Vaniessa Rashid will in die große Politik: Von der Straße in den Bundestag
Neuperlach - Sie hat auf der Straße geschlafen und gehungert: Als Kind war Vaniessa Rashid drei Jahre auf der Flucht. Ihr Weg führte sie über die Türkei und Griechenland nach München.
Vaniessas Eltern, kurdische Lehrer aus dem Nordirak, lehrten ihre Tochter Lesen und Schreiben. Aber erst mit acht Jahren, in München, sah "Vana" einen Kindergarten von innen.
Innerhalb von nur fünf Monaten lernte sie dort so gut Deutsch, dass sie auf die Schule wechselte. Bald war sie die beste Schülerin in Sachen korrekter deutscher Rechtschreibung: "Lesen hat mich damals schlau gemacht. Ich habe mich in Cowboygeschichten und Hanni und Nanni verloren", erinnert sich die 26 Jahre alte Politikstudentin.
Rashid wohnt in Neuperlach und liebt ihr Viertel. "Neuperlach ist wirklich schön, sehr grün", sagt sie. Im Ostpark oder hinter dem PEP geht sie oft Gassi mit Pflegehund Luke.
2015 wurde Rashid zur Flüchtlingshelferin
Im BA Ramersdorf-Neuperlach ist sie seit 2014 Integrationsbeauftragte. Aus der Stadtteilpolitik will sie in den Bundestag. Drei Jahre hat Vaniessa Rashid im Büro der Grünen Landtagsabgeordneten Christine Kamm mitgearbeitet. Bei Margarete Bause hat sie nach dem Abitur ein Praktikum gemacht.

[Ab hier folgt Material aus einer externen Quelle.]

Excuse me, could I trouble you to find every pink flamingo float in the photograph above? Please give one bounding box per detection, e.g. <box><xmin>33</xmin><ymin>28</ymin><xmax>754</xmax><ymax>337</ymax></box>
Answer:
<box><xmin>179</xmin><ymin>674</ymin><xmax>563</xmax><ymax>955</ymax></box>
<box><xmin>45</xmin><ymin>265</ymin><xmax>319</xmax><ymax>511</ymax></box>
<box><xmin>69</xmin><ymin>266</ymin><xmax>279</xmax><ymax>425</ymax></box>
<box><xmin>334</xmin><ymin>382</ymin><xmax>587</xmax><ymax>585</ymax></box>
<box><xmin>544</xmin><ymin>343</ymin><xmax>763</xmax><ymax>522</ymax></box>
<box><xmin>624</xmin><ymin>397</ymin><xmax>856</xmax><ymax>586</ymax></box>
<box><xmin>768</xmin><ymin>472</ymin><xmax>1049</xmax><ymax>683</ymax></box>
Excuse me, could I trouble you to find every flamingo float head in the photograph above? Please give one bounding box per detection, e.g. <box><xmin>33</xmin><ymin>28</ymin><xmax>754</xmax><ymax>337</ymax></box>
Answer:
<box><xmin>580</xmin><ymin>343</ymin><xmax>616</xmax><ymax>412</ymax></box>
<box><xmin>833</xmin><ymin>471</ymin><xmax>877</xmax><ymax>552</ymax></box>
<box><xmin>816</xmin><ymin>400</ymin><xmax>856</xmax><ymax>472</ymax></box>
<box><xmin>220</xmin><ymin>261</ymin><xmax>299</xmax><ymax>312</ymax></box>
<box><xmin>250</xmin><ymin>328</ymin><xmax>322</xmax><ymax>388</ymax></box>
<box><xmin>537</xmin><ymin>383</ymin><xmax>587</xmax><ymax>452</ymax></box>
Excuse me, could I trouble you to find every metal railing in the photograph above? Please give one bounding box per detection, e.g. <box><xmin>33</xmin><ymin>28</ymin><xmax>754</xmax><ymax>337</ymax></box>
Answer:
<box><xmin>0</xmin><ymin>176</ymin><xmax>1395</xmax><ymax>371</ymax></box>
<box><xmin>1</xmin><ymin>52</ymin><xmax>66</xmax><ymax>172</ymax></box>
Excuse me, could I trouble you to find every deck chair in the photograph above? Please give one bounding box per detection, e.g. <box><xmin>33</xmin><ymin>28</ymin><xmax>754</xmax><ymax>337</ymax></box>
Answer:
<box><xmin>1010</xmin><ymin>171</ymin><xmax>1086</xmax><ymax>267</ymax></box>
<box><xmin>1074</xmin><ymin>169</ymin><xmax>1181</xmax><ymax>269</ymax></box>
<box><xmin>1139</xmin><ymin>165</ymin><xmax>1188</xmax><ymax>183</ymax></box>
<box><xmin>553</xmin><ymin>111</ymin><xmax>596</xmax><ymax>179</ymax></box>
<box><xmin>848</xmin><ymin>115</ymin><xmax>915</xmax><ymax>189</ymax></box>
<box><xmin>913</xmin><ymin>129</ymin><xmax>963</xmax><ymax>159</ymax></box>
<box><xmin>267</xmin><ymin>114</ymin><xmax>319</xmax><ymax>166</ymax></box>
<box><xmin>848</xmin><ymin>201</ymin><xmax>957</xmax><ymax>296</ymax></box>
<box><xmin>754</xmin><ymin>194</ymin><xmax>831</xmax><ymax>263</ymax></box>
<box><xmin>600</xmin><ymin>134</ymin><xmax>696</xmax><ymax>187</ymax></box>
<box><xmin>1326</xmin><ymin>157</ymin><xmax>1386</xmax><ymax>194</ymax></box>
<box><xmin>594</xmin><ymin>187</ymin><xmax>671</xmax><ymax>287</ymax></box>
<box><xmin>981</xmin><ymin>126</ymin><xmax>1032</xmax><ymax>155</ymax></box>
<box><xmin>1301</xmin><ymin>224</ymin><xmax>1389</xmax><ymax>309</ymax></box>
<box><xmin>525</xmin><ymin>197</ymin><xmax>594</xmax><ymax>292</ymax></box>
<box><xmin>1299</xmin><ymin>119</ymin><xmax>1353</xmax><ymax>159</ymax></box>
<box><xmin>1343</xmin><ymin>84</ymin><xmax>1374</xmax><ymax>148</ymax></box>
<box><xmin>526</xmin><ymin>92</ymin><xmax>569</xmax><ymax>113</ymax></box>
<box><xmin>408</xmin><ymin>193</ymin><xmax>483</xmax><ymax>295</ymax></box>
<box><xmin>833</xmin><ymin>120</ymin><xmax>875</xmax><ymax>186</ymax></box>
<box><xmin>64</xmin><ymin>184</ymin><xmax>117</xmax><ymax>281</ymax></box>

"Liebe Grüne, heute kommt ein Zug mit 400 Flüchtlingen in München an. Könnt ihr da was machen?" Vor drei Jahren las Rashid diese Mail eines Grünen-Abgeordneten aus Wien. So wurde die junge Studentin am 31. August 2015 zur Flüchtlingshelferin der ersten Stunde.
"Als die Leute im Hauptbahnhof auf den Bahnsteig geströmt sind, habe ich meine Politikerkarte vorgezeigt und Bäckereien um Brezn und belegte Semmeln gebeten", erzählt sie. Bahnhofs-Kioske gaben Schockriegel und Chips. Zusammen mit der Antifa-Jugend fragte Rashid Passanten um Geld, um Wasserflaschen zu kaufen. "Ich bekomme jetzt noch Gänsehaut, wenn ich daran denke", sagt sie, "so großartig war die spontane Hilfsbereitschaft in diesem Sommer."
Alltag zwischen Schlägen und Hunger
Im eigenen Zuhause hat sie schlimme Gewalterfahrungen gemacht. Es gab oft Schläge, blaue Flecken. Ihr Vater brach ihr bei einem Streit sogar den Arm: "Das war nicht schön. Ich habe Papa angezeigt. Meine Eltern haben sich dann zum Glück getrennt." Unerschrocken setzt sich die 26-Jährige seitdem für Frauenrechte ein: 2011 auf der Weltfrauenkonferenz in Venezuela und in der kurdischen Frauengruppe Nergiz.
München hat der Kurdin viel gegeben: "Hier kann ich ich sein – und mich entfalten. Das verdanke ich der offenen, bunten Weltsicht der Münchner."
Flüchtlingskind, modern, grün, ehrgeizig, Frau: Sie gehört zu einem neuen Typ Stadtteilpolitiker. Sie ist eine kluge, kämpferische, charmante Münchnerin aus Neuperlach, geprägt von vielen Kulturen, von krassen Armuts- und Flucht-Erfahrungen. "Ich weiß, wie es ist, wenn man zur Tafel gehen muss, weil man kein Geld für Essen hat", sagt Rashid. Und das kennen sicher nicht allzu viele deutsche Politiker.